Virtually all electronic marvels are easily understood from a point of Ohm’s law, superposition, AC/DC circuit analysis, Norton, and Thévenin equivalents. Our representation of charge, current flow, and the key parameters of resistance, capacitance, and inductance tie up the world of electricity in a nice neat package that is easy to understand and teach.
But, there is a hidden realm of electronics. Instead of charge-based flow of currents, there is another world of behaviors and characteristics that revolves around spin. “Spintronics” is a relatively unknown and untaught area of electrical engineering that offers as many wonderful properties, behaviors, and effects as its charge-based counterparts.
One very useful property is Giant Magneto Resistance (GMR), which is a quantum effect. This was first observed and demonstrated using thin films of alternating magnetic and non-magnetic layers (Figure 1). With ferromagnetic materials used as layers, a magnetic field and orientation can be imparted to the individual layers in either a parallel (to current flow) or perpendicular (to current flow) orientation. In one case, the resistance is very low; in the other, the resistance is very high.
Figure 1: The orientation of adjacent layers of ferrous magnetic material can either allow or block current flow. This GMR effect allows this inherently non-volatile memory cell to be arranged in an array to create a spin-based memory device impervious to many charge-based hazards. (Source: Wikipedia)
Key here is that once a magnetic orientation (north or south) and direction (left or right) is established, the ferrite material “remembers” and preserves that state. In effect, this is a non-volatile memory cell. Fabbed on a silicon substrate as an array, it creates a spin-based memory array that is insensitive to EMI, RFI, and ESD for the most part.
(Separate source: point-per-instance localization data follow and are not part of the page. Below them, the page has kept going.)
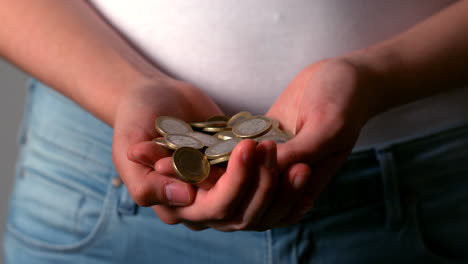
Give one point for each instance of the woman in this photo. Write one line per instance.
(107, 69)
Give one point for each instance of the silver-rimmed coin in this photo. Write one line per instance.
(278, 138)
(220, 160)
(170, 125)
(161, 142)
(221, 149)
(215, 129)
(224, 135)
(175, 141)
(206, 139)
(238, 117)
(208, 124)
(218, 118)
(252, 127)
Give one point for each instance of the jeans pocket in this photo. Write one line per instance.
(49, 215)
(440, 217)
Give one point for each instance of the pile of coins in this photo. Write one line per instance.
(217, 136)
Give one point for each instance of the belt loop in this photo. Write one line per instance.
(391, 190)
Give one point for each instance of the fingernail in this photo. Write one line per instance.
(177, 194)
(300, 180)
(245, 155)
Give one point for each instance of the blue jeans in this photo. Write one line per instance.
(403, 202)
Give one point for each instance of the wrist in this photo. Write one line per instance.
(376, 69)
(101, 94)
This is why early forms of this Ferroelectric Random Access Memory (FRAM) technology were used in the first satellites and spacecraft (originally called core memory). While low in storage density compared to pure silicon approaches, it creates an ultra-highly reliable memory block that will survive the glitches that would corrupt ordinary silicon memory. And, it has minimal endurance limitations like Flash or EEPROM.
Texas Instruments licensed this technology and has placed blocks of spin-based memory alongside blocks of charge-based memory inside some of the leading processors for control and automation. The MSP430 family of microcontrollers with FRAM technology can leverage this technology and allow designers to create more highly reliable and fault-recoverable systems that use FRAM as a rock solid—a type of “you can always depend on me” memory.
This spawns the next generation of applications that can be designed to recover from faults, corrupted firmware, or registers from solar flares or EMPs. But, designers have to be aware of how to use this resource to maximize system survivability. For example, the smaller and lower-cost MSP430FR2033 can use the small 16 Kbyte block of FRAM for tightly written control code on an embedded sensor or actuator. Coupled with an effective internal or external watchdog, even if an electromagnetic event wipes out registers and corrupts run-time operations, it will always reboot with known good code (or diagnostics).
Another example of how this technology can change the design approach is with a high reliability data-logging design. Parts like the MSP430FR6989, for example, house 128 Kbytes of FRAM that can store basic code, as well as leave room for data samples. Built-in 12-bit A/D converters for single-ended or differential sensors make this an ideal candidate for mixed-signal designs.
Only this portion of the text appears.